Герцен знал, как привыкла молчать Россия, но он знал, как тягостно молчать, когда есть что сказать, верил — вырвется звук, вылетит птицей живое слово.

— Печатать я буду, это единственное средство сделать что-нибудь для России. Скажите друзьям, чтоб они присылали рукописи, — не может быть, чтоб у них не было тоски по вольному слову…

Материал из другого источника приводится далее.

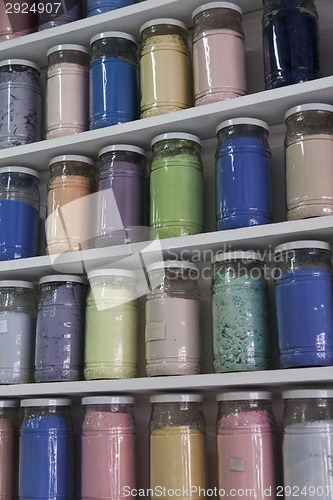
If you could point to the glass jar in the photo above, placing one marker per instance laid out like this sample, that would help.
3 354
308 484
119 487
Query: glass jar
290 42
70 223
46 441
308 441
8 448
108 447
122 196
241 340
309 139
20 94
177 445
243 174
165 67
176 186
111 343
67 90
60 327
304 303
172 335
218 52
114 79
246 444
19 212
18 309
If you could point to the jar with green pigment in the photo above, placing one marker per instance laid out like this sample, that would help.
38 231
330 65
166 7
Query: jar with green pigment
176 186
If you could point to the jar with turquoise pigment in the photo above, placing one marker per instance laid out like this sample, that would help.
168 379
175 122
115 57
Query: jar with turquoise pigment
290 42
241 339
243 174
304 303
19 212
18 310
46 450
114 79
176 186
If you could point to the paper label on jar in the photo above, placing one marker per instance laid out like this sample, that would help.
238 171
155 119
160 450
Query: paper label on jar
237 464
155 331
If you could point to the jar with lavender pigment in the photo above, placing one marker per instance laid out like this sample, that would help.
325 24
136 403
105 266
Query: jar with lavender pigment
20 103
60 328
241 339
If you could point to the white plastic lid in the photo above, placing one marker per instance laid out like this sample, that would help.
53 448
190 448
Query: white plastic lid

Россия виделась Герцену страшным острогом, но он знал, как страшно привыкнуть жить в остроге, опустить руки, запечатать уста, смотреть без надежды на обмерзшую дверь. В те же дни он писал к другу: «Если маленькая кучка людей близких нам не захочет, не сумеет устроить постоянных сношений со мной, она завянет и прейдет».

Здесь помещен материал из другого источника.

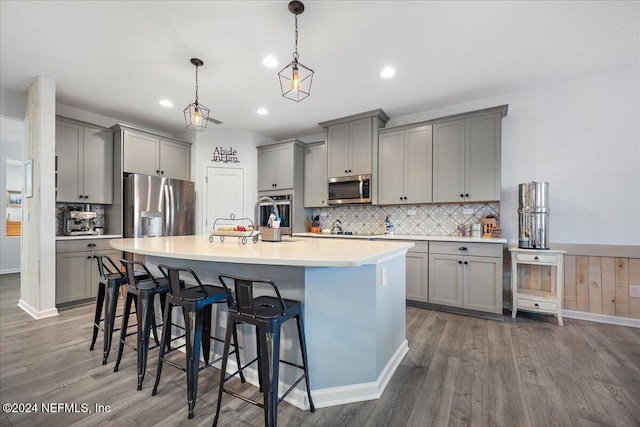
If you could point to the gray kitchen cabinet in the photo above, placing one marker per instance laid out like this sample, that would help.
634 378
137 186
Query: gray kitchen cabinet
279 164
466 275
77 270
351 147
315 175
84 164
405 165
417 279
466 159
150 154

Крутится цилиндр. Растет стопа оттисков, пахнущих свежей краской. Вольная типография действует.

Уже невозможно ни отмахнуться от нее, ни презрительно пройти мимо. Невозможно не заметить. Жаркое слово Герцена прорывается сквозь обмерзшую дверь. Прокламации Герцена, статьи, брошюры тайно читают профессора и газетчики, студенты и министры, жандармские генералы, царь. Когда накануне Крымской войны дочери Николая Первого великие княгини Ольга и Мария приехали в Лондон, русский посол преподнес каждой брошюру Герцена «Крещенная собственность». Брошюра против крепостного права, достается в ней и самодержавному папаше великих княжен, но посол с почтительной улыбочкой, пожимая плечами (ничего, мол, не поделаешь!), подносит ее царевым дочкам: «неприлично» не читать Герцена.

Растет стопа оттисков. Пахнет свежей типографской краской.

После смерти Николая потянуло над Россией свежим весенним ветром. Далеко за морем почувствовал Герцен, как подтаивает лед, оковавший стены острога. С 1855 года Герцен начал издавать в Лондоне альманах «Полярная звезда».

На обложке, в профиль, портреты пятерых казненных декабристов, под ними топор и плаха, сверху яркая звезда, которая со времен далекой древности считалась путеводной. И название альманаха, в точности повторявшее название журнала Рылеева и Бестужева, и портреты на обложке, и эпиграф из «Вакхической песни» Пушкина на титуле: «Да здравствует разум!» — Герцен этим подчеркивал, что принял факел из рук первых русских революционеров.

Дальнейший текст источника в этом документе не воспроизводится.